Vaughn Armstrong Part I
Vaughn Armstrong Interview Part I


Vaughn Armstrong Interview Part II
Vaughn Armstrong Interview Part II


Archer and Forrest
Bakula and Armstrong as Captain Archer and Admiral Forrest


A Romulan beams aboard
Vaughn as Romulan scientist Telek aboard the U.S.S. Voyager


Worf and Korris
Worf, Korris (Vaughn) and K'nera howl the Klingon Death Ritual



This exclusive interview for StarTrek.net was recorded in 2001. Below is a transcript of the video interview. 

STARTREK.COM: Who are you and where are you from?

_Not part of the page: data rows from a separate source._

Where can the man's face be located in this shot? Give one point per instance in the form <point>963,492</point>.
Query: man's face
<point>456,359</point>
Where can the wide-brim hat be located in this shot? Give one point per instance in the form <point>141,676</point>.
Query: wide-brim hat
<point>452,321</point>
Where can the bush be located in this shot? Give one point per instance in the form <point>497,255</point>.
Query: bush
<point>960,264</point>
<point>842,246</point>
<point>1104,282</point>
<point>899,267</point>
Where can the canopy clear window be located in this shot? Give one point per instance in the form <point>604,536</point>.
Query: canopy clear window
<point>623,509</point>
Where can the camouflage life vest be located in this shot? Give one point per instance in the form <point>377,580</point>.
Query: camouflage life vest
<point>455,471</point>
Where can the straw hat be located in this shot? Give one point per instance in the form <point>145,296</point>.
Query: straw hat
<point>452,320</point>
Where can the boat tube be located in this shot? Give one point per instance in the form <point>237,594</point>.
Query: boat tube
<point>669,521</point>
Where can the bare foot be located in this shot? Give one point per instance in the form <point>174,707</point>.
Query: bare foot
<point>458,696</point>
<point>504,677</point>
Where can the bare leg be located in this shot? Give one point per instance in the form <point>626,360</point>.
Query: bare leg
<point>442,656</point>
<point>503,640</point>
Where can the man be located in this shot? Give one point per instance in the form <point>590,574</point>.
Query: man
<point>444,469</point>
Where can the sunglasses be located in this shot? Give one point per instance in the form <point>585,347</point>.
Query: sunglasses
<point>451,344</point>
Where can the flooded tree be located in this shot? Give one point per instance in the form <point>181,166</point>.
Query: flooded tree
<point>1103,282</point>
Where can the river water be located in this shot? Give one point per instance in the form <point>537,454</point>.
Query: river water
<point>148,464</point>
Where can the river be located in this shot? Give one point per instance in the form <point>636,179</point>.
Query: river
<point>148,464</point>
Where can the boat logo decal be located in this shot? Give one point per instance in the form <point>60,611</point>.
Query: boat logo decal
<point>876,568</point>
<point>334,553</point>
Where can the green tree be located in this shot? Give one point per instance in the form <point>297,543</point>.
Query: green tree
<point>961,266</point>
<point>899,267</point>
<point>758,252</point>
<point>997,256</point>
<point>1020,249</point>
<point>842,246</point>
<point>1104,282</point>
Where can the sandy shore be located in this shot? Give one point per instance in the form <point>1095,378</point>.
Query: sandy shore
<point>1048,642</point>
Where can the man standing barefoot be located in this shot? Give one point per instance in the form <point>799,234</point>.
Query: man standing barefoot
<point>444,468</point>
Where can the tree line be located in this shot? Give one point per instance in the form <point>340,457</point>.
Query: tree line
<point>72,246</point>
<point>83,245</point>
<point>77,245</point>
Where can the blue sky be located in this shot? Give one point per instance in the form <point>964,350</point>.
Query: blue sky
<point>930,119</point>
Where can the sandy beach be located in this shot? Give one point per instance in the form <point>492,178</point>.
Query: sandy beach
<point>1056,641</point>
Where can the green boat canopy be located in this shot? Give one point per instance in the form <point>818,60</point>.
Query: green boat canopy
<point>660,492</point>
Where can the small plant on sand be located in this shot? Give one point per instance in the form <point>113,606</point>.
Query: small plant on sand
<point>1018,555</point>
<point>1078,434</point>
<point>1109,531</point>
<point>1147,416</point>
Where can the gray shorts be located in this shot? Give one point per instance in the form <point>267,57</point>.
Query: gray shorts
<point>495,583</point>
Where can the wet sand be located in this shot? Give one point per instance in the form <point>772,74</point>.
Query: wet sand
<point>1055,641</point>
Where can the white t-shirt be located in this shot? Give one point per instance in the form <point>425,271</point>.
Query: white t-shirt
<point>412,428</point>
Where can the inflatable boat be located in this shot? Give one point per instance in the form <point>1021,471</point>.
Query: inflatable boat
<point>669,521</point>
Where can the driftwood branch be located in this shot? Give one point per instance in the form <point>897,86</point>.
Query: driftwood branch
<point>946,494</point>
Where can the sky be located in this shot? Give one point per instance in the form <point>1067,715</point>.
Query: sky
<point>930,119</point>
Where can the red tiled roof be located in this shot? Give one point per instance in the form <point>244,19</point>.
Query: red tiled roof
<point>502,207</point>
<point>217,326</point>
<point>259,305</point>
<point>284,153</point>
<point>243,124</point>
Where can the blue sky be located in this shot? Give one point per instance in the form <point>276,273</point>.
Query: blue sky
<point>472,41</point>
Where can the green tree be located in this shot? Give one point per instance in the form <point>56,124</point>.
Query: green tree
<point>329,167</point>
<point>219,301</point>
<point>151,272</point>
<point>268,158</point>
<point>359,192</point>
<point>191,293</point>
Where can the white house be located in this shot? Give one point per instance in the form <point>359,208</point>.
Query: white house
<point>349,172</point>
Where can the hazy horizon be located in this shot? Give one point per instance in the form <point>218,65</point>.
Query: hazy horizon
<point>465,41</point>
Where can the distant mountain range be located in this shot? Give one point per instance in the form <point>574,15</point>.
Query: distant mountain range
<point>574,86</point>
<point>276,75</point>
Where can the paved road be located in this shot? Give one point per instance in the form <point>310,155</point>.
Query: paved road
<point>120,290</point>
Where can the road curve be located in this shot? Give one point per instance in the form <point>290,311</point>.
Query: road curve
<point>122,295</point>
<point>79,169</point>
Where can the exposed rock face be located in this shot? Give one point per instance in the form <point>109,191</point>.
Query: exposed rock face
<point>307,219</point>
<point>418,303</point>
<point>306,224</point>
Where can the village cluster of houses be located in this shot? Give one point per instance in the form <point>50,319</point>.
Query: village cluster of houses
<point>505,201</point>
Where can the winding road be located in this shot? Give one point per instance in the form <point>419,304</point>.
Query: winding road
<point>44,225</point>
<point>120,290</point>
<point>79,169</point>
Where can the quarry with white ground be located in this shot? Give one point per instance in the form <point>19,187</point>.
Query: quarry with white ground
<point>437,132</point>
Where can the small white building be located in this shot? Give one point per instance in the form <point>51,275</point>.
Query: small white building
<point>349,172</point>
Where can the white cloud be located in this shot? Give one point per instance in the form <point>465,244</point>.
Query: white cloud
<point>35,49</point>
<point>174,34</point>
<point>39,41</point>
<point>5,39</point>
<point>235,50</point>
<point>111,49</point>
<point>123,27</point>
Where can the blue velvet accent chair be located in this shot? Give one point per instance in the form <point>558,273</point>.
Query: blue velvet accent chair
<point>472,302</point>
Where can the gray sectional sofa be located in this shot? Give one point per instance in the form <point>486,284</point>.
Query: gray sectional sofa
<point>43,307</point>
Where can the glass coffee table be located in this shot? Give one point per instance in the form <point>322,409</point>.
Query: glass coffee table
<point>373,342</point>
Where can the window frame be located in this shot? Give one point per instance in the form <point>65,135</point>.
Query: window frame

Vaughn Armstrong: My name is Vaughn Armstrong and I come from a little town in Southern California named Redlands, better known as 'felony flats'. Actually, the San Bernardino County doesn't have a whole lot to do there so the teenagers run around, get in trouble, drink and all of that. I feel very fortunate that I found a way out of that destruction. Now, there is a very nice community in many ways, but at the time, during the 60s, there was a lot of drug use and thank God for this theatre teacher who found something positive in my abilities and showed them to me and allowed me to pursue something that would get me out of trouble. In fact, it's kind of the reason I got into it. I attribute my success, what there is of it, to both she and my mother, who offered me money to get into a play because she saw I was kind of rowdy and liked to have fun and that my friends liked to have fun in ways that might get me sent to jail one day. So she offered money to audition for a play, I got into the play, I got the first, really good kiss I ever had in that play and that was it. I guess you could say, money and women was why I got into acting. Of course, reasons change as time goes on — I went to a performing arts school — University Center for Performing Arts, and there we all considered ourselves young geniuses and wanted to do art for art's sake. Then, of course, you move to Los Angeles and it becomes money and women again. And then, I got married, had two children, and the reasons change. Then, it's simply survival and putting your kids through school, putting shoes on their feet. You know, doing the profession for the reasons of finance and self-fulfillment, both.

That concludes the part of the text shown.